The first task was to go to Vathi and buy the return ticket. Vathi is the island's capital and sits snugly in a deep horseshoe-shaped bay. A quick look at the tourist shops of Vathi and then, ticket in hand, off to the northern half where it's almost completely undeveloped. The road takes you back over the narrow isthmus and then starts to climb dramatically. After a few kilometres you have an aerial view over the Bay of Vathi several thousand feet below and the girls start to close their eyes as we go around hairpin bends with no guardrail and vertiginous drops to the ocean. At the top of this road the landscape changes to a slowly sloping plateau, gently falling like an escarpment to the northern coastline. This is Greece as it has existed for millennia. Odysseus would find it largely unchanged. The road wanders between tiny villages and in one of them Sarah made us stop. 'See that kafeneion? That's the one they modelled the set coffee shop on.'

It was beautiful in the way that pure artisan art can be. Faded red paint on the stucco front proclaimed it a 'Kafeneion' and inside we found an old lady, a counter across the far end, a few tables and some wooden chairs. She had a fridge, she pointed to it, so we had a couple of cold beers. It reminded me of the bar my grandmother used to run in our village in Italy back in the 1960s. Set in its time and tradition with no sops to modernity, it was totally charming.

Next door to the bar was a church with murals dating from the fifteenth century. An old man who was polishing the brasses for the forthcoming festa showed us around. He wouldn't take anything for his troubles, he just wanted to kiss the girls, which he did, more than once.

At the north of the island is a small group of houses where there is a restaurant called 'Polifemus' named after the Cyclops that Odysseus blinded. Sitting in its garden under the shade of the olive trees we had was, by a large margin, the best meal I've eaten in Greece. It was Greek food with a subtlety and deftness that is unusual. Greek food reminds me of German food; solid, dependable, but mostly unexciting. I was delighted to have my prejudices severely shaken.

Back in Kefalonia we watched a little more filming. The scene was the festa night and the young men strutted their stuff, dancing. Shades of Zorba. Standing at the edge of the set in the olive trees we watched a piece of history come alive, as goats climbed high into the olive trees and ate what they could reach, balancing on tiny branches. John looks perfect with his huge walrus moustache bestriding his upper lip. Spanish she may be, but Penelope Cruz makes a beautiful and believable daughter Pelagia, the love of Corelli's life.

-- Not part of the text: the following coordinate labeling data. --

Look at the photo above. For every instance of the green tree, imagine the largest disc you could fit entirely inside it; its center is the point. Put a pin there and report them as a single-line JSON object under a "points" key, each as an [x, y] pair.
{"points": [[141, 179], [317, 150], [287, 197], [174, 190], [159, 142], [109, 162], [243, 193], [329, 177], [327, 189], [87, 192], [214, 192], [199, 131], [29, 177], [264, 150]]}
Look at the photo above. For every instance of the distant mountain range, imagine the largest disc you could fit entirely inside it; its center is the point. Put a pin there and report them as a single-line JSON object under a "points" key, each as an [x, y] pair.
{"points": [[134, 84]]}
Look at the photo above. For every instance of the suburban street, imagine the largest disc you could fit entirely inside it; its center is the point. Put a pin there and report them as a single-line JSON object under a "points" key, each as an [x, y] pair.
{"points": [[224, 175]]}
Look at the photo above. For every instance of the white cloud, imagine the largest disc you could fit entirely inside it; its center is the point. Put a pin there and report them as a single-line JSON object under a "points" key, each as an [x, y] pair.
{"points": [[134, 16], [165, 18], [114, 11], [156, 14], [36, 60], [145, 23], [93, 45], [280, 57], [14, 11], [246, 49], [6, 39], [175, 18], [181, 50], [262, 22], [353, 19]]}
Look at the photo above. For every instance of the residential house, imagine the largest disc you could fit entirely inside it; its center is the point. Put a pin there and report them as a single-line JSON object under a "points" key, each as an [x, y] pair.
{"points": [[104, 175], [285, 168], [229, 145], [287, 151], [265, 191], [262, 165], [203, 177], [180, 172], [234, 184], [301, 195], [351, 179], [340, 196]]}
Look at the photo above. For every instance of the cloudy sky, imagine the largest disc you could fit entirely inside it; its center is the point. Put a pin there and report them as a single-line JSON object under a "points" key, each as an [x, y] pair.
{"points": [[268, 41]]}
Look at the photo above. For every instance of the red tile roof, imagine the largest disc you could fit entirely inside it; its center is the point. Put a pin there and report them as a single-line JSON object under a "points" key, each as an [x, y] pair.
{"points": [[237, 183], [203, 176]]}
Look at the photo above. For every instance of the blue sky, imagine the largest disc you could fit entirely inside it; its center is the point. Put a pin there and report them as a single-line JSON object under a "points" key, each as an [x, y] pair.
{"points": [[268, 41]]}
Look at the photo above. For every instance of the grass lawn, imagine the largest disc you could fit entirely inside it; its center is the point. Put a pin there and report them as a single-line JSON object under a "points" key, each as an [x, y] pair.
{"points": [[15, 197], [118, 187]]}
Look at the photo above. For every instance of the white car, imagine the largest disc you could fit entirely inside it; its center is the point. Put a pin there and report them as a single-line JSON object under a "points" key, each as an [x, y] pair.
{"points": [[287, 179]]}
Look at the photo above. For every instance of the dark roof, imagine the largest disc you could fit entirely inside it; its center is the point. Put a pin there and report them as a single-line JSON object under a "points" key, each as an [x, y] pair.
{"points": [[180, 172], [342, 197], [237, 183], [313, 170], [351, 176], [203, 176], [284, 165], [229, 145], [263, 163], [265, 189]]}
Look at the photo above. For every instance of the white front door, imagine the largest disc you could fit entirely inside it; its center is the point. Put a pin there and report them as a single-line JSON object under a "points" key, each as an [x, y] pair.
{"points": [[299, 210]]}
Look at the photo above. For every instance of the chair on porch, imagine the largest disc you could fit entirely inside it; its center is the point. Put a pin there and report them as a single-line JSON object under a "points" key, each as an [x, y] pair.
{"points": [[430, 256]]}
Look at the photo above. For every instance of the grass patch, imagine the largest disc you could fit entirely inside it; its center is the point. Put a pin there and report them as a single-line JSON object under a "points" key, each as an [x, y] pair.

It's possible that if the popularity of book extends to the movie, Kefalonia will change beyond recognition. Despite some pleas from locals to leave it stand, the set village came down in the earthquake scene and then was removed completely. What is left is the legacy of a big budget movie, plus the certain knowledge that a tourism boom is about to begin. In a way, I'm glad to have seen Kefalonia before the gold rush.